Thursday 28 June 2012

life ... drawing ...


A longer break than normal - apologies.

A good holiday eventually brings self-reflection.  Often it is fleeting, a whiff of something as distant as your regular life is as you walk on the beach that you'll never walk on again.  Sometimes it doesn't form itself into anything recognisable until you are back and even then it can be crowded out by the mayhem of 'normality'. How ever intangible, it is usually enough to put a little perspective on the things you do.  It settles a moment into a period in your life.  It sharpens now and slows time a beat.  It is calming and refreshing.
People talk about doing something that scares you, about widening your comfort zone.  What are you avoiding in life?  What skills do you think you will just never have?  What happens when you draw with your left hand but write with your right?  What happens when you draw with both hands?  What do you hands express that words can't? What do you see when you look at another person's naked body?
For the journey, the reflection, the relaxation and the perspective, and cheaper than a holiday, try Life Drawing...





Tuesday 5 June 2012

Bank Holiday musings

It's Jubilee weekend and we are preparing for our street party - I had grand ideas of union flag icing on cup cakes but the cakes all sank (why do I never follow a recipe properly?) and I resorted to blue (and purple) smarties and glace cherries on some of co-op's best mini-cakes.

cake cheat
In the news they often talk about the economic cost of an extra bank holiday - the BBC give their take on it here: http://www.bbc.co.uk/news/magazine-18277486

Personally I'd always thought the extra leisure spend would make up for a day's work but my principal project - a £3million refurbishment/development in the centre of Cambridge - will struggle to make a meaningful start this week and as usual, every second counts.  We had a celebratory dinner with client, user, builder and consultants last week - 2 women, 16 men.  It was a good idea and I made a point of talking about development, the Olympics and procurement and NOT: my dilemma about what to wear, worries about the project and my garden.  It was good practise although I needn't have worried: a couple of the blokes had had a similar wardrobe dilemma, one had no clue what I meant when I talked about 'BIM' and there were plenty of personal anecdotes going round.

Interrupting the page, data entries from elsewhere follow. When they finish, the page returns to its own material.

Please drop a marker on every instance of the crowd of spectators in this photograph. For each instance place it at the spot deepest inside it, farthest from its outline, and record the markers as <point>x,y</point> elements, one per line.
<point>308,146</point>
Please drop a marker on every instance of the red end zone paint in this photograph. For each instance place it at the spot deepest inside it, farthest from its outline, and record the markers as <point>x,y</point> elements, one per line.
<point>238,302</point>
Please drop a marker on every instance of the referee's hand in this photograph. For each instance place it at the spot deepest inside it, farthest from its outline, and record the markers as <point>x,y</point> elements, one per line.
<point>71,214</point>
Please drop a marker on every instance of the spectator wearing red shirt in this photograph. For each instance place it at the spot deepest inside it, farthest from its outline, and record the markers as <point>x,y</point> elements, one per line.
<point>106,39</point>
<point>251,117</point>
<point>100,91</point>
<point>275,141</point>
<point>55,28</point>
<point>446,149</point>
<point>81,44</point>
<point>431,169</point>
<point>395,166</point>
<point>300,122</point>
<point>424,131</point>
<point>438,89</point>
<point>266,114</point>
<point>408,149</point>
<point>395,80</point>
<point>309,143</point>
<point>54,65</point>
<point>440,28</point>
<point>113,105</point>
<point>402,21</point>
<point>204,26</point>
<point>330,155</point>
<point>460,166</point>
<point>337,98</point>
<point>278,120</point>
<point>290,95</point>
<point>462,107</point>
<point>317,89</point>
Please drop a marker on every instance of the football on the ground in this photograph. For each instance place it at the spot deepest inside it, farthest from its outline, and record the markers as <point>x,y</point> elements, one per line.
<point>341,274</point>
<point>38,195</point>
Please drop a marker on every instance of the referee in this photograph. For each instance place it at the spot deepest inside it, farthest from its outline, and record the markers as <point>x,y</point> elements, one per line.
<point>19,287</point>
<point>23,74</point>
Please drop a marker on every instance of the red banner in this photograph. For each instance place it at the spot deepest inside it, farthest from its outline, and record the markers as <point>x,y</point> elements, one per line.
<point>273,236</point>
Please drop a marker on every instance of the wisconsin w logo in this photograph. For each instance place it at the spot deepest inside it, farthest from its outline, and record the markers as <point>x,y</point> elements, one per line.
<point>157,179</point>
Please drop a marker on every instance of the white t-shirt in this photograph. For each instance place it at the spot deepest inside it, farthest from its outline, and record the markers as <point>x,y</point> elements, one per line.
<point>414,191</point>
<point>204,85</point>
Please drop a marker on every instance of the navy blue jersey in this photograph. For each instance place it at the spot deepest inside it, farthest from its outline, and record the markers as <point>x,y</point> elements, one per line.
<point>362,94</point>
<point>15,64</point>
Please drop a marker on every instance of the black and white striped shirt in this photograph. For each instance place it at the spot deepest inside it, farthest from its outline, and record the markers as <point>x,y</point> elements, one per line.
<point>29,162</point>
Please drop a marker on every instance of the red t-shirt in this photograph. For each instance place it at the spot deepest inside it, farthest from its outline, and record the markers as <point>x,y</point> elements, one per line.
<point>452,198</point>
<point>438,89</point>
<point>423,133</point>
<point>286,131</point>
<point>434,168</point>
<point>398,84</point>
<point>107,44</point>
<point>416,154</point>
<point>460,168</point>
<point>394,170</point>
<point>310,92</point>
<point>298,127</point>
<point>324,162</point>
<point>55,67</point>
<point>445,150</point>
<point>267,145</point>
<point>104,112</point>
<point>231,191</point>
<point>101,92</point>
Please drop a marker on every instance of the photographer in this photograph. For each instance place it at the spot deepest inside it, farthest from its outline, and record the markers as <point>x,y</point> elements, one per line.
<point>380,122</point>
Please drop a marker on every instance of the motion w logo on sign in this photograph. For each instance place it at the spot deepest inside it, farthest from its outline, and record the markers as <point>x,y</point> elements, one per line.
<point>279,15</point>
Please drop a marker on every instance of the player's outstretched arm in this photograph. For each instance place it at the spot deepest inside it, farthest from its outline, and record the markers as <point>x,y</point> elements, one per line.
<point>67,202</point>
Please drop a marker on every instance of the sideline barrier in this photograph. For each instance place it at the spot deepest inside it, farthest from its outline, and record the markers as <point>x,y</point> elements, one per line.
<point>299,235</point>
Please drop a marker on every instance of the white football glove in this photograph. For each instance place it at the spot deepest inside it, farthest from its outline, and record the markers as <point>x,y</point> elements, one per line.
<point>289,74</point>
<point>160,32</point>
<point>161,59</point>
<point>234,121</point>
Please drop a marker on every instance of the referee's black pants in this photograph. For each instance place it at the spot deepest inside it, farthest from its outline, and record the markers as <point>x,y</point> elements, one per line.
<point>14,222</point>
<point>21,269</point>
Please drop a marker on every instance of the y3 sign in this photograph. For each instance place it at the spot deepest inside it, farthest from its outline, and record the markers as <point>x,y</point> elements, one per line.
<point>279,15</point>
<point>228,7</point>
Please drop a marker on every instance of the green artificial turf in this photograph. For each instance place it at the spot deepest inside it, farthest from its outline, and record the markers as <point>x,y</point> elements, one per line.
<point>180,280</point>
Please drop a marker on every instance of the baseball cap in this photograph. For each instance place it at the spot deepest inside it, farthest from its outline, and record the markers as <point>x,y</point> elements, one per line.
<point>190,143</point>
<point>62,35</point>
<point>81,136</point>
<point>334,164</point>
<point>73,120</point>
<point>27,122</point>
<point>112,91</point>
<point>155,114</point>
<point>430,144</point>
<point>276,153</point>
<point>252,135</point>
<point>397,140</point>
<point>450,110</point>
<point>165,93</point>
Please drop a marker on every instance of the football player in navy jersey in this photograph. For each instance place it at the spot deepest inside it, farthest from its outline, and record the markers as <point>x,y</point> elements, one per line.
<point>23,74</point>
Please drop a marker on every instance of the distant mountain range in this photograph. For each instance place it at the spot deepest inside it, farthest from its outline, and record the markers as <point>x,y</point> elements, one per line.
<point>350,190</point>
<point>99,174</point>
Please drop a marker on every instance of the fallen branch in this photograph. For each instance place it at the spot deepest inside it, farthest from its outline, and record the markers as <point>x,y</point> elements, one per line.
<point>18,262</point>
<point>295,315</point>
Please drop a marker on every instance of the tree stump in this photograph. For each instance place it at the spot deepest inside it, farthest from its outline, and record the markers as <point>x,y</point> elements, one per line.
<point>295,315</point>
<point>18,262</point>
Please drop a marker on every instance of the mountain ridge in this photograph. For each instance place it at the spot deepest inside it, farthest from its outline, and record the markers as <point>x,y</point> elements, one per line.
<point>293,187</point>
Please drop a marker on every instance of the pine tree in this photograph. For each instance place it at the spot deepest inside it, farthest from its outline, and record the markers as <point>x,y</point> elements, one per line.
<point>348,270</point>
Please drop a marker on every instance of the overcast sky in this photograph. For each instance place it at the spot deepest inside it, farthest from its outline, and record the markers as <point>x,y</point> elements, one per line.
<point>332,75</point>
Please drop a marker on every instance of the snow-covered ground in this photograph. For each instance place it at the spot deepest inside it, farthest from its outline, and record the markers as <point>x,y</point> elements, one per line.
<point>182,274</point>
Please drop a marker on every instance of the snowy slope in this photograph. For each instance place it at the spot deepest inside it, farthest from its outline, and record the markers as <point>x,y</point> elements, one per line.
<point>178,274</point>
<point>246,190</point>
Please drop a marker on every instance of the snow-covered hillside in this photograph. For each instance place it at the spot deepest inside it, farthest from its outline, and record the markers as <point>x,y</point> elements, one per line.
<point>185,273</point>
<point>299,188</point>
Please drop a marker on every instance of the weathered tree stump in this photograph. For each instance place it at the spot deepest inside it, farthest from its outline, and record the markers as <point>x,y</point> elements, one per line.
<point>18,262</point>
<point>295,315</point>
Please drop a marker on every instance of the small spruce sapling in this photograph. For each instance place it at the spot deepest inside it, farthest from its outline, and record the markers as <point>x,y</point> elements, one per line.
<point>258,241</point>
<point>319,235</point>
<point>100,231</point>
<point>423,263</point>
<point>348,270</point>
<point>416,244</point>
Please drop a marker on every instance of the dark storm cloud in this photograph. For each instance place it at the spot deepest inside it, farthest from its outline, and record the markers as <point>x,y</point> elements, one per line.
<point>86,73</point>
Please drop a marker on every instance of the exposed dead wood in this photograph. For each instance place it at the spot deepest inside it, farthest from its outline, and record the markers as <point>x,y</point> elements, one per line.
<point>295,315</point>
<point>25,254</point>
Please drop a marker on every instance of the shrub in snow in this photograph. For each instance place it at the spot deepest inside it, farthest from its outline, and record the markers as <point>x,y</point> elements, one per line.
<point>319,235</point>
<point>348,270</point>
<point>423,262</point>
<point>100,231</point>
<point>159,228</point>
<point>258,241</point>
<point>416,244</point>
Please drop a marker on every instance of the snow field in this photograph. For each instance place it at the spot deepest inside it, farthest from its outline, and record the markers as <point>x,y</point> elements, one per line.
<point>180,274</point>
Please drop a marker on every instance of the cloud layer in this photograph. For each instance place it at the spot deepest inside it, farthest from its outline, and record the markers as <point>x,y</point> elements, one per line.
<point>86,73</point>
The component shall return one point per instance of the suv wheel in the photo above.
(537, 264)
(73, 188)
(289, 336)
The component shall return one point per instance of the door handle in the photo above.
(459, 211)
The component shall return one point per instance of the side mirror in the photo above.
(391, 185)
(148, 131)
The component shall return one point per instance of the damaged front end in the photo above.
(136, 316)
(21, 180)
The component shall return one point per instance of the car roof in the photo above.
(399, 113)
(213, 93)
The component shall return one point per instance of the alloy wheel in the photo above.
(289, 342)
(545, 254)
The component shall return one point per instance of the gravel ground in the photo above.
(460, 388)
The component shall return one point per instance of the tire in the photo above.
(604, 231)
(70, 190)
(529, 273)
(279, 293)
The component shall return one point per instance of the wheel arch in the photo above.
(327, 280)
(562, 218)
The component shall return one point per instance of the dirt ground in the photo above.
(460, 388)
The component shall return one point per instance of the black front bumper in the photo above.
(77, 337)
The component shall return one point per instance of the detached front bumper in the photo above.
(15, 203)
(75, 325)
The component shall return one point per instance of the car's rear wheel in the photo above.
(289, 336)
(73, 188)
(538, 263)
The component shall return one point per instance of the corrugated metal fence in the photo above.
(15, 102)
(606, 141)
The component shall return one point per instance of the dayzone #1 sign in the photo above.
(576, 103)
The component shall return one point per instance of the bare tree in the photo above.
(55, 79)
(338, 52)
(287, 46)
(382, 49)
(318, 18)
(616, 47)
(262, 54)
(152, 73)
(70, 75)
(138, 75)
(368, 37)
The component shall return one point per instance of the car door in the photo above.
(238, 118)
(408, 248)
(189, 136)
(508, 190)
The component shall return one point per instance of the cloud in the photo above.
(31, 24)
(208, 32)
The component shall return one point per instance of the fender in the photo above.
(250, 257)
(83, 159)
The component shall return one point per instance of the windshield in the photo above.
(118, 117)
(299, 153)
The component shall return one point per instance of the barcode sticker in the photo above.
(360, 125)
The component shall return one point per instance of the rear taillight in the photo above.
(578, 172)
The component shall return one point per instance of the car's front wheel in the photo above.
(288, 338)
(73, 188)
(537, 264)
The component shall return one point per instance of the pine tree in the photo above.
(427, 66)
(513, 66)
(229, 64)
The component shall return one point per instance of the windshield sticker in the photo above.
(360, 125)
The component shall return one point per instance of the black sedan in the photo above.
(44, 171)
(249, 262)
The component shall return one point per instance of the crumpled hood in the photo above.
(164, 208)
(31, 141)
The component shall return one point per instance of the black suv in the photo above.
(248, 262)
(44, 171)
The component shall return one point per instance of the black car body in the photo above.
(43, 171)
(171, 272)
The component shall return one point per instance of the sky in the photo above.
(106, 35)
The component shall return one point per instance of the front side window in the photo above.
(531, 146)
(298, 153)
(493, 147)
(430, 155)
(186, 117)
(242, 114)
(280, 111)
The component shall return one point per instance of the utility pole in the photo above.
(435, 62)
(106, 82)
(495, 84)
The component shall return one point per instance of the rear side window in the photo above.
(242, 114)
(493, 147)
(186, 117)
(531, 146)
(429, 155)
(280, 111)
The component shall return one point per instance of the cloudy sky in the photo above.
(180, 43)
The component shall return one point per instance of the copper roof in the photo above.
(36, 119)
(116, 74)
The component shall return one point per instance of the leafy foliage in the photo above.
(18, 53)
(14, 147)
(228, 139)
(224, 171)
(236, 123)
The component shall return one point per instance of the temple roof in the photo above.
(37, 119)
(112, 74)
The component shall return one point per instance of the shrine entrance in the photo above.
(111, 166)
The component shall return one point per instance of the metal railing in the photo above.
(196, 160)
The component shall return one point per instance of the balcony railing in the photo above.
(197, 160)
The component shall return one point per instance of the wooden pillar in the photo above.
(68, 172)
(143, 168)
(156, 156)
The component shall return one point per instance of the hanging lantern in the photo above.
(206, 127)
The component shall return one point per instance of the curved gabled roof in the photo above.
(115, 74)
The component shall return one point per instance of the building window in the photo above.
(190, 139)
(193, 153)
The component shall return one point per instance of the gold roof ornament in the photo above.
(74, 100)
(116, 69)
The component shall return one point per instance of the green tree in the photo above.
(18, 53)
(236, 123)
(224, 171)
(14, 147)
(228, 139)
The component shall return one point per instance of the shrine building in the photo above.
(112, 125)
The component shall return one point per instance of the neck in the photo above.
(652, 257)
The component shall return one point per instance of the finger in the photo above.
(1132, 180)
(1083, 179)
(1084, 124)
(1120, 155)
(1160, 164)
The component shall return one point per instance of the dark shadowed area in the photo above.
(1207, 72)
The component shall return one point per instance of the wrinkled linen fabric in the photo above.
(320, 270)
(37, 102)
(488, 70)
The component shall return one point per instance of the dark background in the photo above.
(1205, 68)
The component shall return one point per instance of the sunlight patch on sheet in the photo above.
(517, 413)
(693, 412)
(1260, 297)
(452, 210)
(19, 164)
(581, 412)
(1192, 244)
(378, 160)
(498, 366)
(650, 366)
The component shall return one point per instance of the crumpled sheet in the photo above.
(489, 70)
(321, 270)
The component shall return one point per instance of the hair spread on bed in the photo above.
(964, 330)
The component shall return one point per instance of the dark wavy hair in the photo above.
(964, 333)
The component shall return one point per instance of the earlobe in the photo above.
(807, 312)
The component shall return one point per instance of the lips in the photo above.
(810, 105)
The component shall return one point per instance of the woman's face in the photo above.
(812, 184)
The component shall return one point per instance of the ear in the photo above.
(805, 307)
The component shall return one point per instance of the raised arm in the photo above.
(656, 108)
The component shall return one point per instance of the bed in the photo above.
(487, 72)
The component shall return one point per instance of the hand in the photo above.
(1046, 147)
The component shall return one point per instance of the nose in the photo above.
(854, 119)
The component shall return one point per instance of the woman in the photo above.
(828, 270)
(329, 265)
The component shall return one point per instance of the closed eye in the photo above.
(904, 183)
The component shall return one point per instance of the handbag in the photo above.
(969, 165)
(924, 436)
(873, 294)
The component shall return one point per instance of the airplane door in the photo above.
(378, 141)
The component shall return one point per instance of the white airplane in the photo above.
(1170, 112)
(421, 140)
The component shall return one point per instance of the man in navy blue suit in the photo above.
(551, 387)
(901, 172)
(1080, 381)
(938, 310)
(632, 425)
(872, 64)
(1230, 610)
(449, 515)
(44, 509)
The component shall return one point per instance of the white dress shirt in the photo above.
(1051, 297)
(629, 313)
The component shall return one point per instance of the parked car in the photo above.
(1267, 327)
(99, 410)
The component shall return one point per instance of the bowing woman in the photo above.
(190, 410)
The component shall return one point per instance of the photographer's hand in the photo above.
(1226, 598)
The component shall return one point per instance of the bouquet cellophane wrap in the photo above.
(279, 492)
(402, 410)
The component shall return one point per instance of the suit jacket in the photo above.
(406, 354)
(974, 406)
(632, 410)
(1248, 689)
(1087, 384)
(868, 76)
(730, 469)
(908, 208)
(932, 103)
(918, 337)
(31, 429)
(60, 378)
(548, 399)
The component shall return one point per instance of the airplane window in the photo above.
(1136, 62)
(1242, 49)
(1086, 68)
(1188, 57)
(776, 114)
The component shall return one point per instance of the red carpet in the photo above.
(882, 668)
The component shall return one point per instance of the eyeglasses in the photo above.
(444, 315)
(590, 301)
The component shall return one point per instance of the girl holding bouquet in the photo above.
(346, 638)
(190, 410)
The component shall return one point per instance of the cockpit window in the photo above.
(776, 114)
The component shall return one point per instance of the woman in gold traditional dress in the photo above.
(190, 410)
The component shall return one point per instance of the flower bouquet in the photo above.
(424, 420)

I took the opportunity of telling a few men they needed to employ more women too. Recent research into the advantages for companies of having more women in their management team is getting quoted a lot -  the pdf "Women on Boards" is available here: http://www.bis.gov.uk/assets/biscore/business-law/docs/w/11-745-women-on-boards.pdf - even if that's the only thing you mention, give it a go.  The evidence that women are good for business is clear and the more it gets talked about the better the prospects for all of us.  Happy Bank Holiday!